A last resort? chronicles the experiences of children in detention in exhaustive detail. The Department of Immigration has not taken issue with the findings in the 900 page report. The Department has not disputed the incontrovertible evidence of the devastating impact that indefinite detention has on the mental health of children and their families. Some children have been diagnosed with clinical depression, post traumatic stress disorder and developmental delays. Many children have showed symptoms like nightmares, bed-wetting, muteness, lost appetite and suicidal ideation - the list goes on.

The report documents beyond any doubt - that the longer children are in detention the more likely it is that they will develop serious mental heath problems. We also know that more than 9 out of 10 asylum seeker children in detention end up calling Australia home - because they are eventually found to be genuine refugees. So the Australian community is left with the burden of helping these families deal with both the normal challenges of settling into a new society and the additional mental damage that we ourselves have caused.

So why do we lock them up for years? The government says that it has had to make the awful choice between locking up children and deterring people smugglers and it chooses the latter. There is absolutely no evidence to prove that detention deters people smugglers. Let's not forget that the mandatory detention system was put in place in 1992. It did not deter those people who have come since then.

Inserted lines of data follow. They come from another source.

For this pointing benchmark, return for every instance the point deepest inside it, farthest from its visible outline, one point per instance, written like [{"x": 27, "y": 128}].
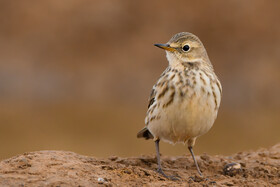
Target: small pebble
[
  {"x": 100, "y": 180},
  {"x": 232, "y": 169}
]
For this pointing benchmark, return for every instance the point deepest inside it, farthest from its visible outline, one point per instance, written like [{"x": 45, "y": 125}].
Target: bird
[{"x": 184, "y": 102}]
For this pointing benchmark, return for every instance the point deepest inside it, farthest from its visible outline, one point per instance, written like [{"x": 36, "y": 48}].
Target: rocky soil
[{"x": 62, "y": 168}]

Furthermore, there is no human rights law which allows the Department to use innocent children to attempt to deter criminal people smugglers. While Australia has the right to protect its borders and stop people smuggling, it also has the responsibility to uphold its human rights obligations to children. The human rights that Australia owes to children include that detention of children must be a measure of last resort and for the shortest appropriate period of time; and that any detention of children must be a proportionate response to achieving a legitimate aim. A last resort? shows clearly that Australia's detention policy does not meet those standards.

Also, there is no evidence of these so-called 'floods' of boat arrivals into Australia. If we took all of the boat arrivals that have come to Australia since 1989 - adults, families and unaccompanied children - they would only fill 15 percent of the Sydney Olympic Stadium.

Finally, we must keep reminding ourselves that almost 93 percent of the children we lock up end up in the community because they are recognised as genuine refugees. As a point of comparison, asylum seekers who enter Australia with a visa and then apply for refugee status only have a 25 percent success rate - yet they are almost never detained.

Our current immigration detention laws do not make sense - legally, practically or morally. This year Australia is the Chair of the United Nations Commission on Human Rights. It is a great opportunity for Australia to be a human rights leader. It's time to let the children out of immigration detention and change the immigration detention laws so that no child suffers under this system again.